Saturday, December 31, 2011

Web Building for Amateurs, Coherently This Time

Here's a quick synopsis of some of the tools I found useful (or not) Winners and losers:
  • Winner: California Fonts! You know how almost all of the standard fonts are either dull or illegible? California Fonts has your answer in the form of hundreds of fun, free downloadable fonts. I ended up not using the ones I downloaded because after doing battle over the publishing and then the images, I didn't have the heart to figure out why my text was not showing up; but probably I just needed to upload the font to the server. It's a fun site to click around; there are hundreds of fonts in the category "Retro" alone. Other categories have names like Eroded, Groovy, AntiLoop. Here's one called "Spa Fon."
  • Winner: Picnik! If you want to incorporate a funky font, you can do it in Picnik, and just make it part of the jpeg.

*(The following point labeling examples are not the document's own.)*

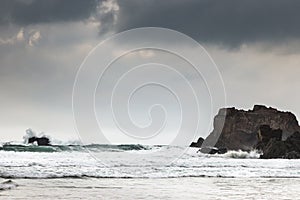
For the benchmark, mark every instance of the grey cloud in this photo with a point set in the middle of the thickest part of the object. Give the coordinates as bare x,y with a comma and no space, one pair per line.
25,12
230,23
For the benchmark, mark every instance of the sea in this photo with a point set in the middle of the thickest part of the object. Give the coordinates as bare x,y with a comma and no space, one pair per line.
132,171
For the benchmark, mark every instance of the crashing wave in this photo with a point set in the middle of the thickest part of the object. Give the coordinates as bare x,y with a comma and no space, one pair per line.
242,154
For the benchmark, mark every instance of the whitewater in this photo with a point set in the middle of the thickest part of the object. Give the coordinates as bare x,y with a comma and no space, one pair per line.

  • Loser: WebMatrix. Just, no. If you don't know what you are doing, it's not the program for you.
  • Winner: Komposer. Free, WYSIWYG, and very flexible: not, as many web-building tools are, just a collection of templates into which you can plug your images and information. I don't think it came with any templates, which could be a drawback if you were looking for the easiest route. Drawbacks: The Help Section was pretty unimpressive. (Loser.) Also, when it uploaded images, it coded them with a complicated address pointing the where they were located on my desktop. I had to go into the HTML source code and change the name of image file to just "whatever-the-name-is.jpg." This sounds hard to do but it is not. Kompozer has a known issue in the form of its publisher, which seems to simply not work - a serious flaw! I thought that I was just doing it wrong, but a visit to the forums indicated that this had been pinpointed as a weakness. (Loser.) To address this:
  • I downloaded Filezilla, which served the publishing function. I thought it had problems, too, but that really was just me. In actuality it worked like a dream. Winner!
  • Network Solutions, my web host, has a lot of really useful tools for publishing also. It actually turned out to be the easiest solution for uploading, as I could skip all the host-address and FTP://ftp shit. Winner! That stuff was way too hard to find, though, and not, strictly speaking, free, as I am paying for the hosting through them, and paying for the domain name - and it is considerably more costly than other domain name registries such as Go Daddy.
  • Winner: Doug! and me. Now I can quit hassling him to updated my website, and take over the procrastination function myself.